Russian, US Specialists To Simulate Exit On Moon As Part Of SIRIUS Experiment - Cosmonaut

Russian, US Specialists to Simulate Exit on Moon as Part of SIRIUS Experiment - Cosmonaut

Russian cosmonaut Evgeny Tarelkin on Monday told Sputnik that he and US specialist Reinhold Povilaitis will make a joint "exit" on a simulated lunar surface as part of the international experiment on modeling a flight to the Moon

MOSCOW (UrduPoint News / Sputnik - 18th March, 2019) Russian cosmonaut Evgeny Tarelkin on Monday told Sputnik that he and US specialist Reinhold Povilaitis will make a joint "exit" on a simulated lunar surface as part of the international experiment on modeling a flight to the Moon.

"The program of the experiment provides for access to the surface of the Moon via a special simulator of the lunar surface. We will go with US [colleague] Reinhold. As of now, one exit is planned, but there may be more in the course," he said.

According to the cosmonaut, the experiment's participants will take soil samples and will remotely control lunar rovers in the course of the work on the simulator. He did not rule out that the experiment's organizers can create an emergency situation during the "exit" to see the response of the experiment's participants.
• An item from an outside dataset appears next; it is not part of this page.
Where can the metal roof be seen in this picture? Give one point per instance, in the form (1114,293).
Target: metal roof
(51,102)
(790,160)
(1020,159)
The 120-day SIRIUS-19 isolation experiment is scheduled to start on March 19 at the Institute of Biomedical Problems (IBMP) of the Russian academy of Sciences in Moscow.

It reproduces the main stages of a real space flight to the Moon, including the flight itself, search for a landing site, landing, stay in the Moon's orbit, remote control of the lunar rover that will prepare the base, and return to Earth. The crew, led by Tarelkin, will also include flight engineer Daria Zhidova and doctor Stefania Fedyai, as well as researchers Reinhold Povilaitis, Anastasia Stepanova and Allen Mirkadyrov.
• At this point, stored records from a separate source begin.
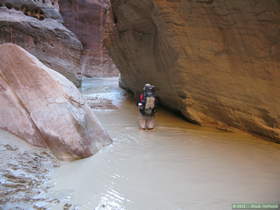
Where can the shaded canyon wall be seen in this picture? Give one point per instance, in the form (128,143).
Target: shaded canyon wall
(38,27)
(89,19)
(215,61)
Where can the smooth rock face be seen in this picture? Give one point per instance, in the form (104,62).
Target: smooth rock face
(38,28)
(217,62)
(89,19)
(44,108)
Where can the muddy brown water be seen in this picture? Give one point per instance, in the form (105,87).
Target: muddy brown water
(177,166)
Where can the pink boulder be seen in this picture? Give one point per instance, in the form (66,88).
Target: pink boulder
(44,108)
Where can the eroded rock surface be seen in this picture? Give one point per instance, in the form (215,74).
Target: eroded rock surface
(89,19)
(44,108)
(217,61)
(37,27)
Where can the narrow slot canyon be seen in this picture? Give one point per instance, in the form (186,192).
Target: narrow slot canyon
(133,105)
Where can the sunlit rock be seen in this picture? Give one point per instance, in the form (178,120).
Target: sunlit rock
(37,26)
(215,61)
(44,108)
(89,20)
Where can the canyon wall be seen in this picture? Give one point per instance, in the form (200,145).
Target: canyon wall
(88,19)
(45,109)
(37,27)
(215,61)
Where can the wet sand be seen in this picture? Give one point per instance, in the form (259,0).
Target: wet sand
(25,175)
(174,167)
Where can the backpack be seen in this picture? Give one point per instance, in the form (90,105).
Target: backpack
(149,102)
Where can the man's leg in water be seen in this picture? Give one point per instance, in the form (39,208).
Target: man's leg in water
(141,121)
(150,122)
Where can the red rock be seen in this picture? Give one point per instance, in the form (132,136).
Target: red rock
(88,20)
(38,28)
(44,108)
(215,61)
In 2016, the IBMP and NASA signed a cooperation agreement on conducting a series of experiments dubbed SIRIUS. The first stage of the SIRIUS experiment took place in November 2017 and lasted 17 days. After the 120-day stage, an eight-month experiment is expected to be held in late 2019 - early 2020. A year-long simulation is planned to be conducted in 2020-2021. It was reported that there could be three year-long experiments, not one, and that the possibility of conducting a longer experiment was being considered.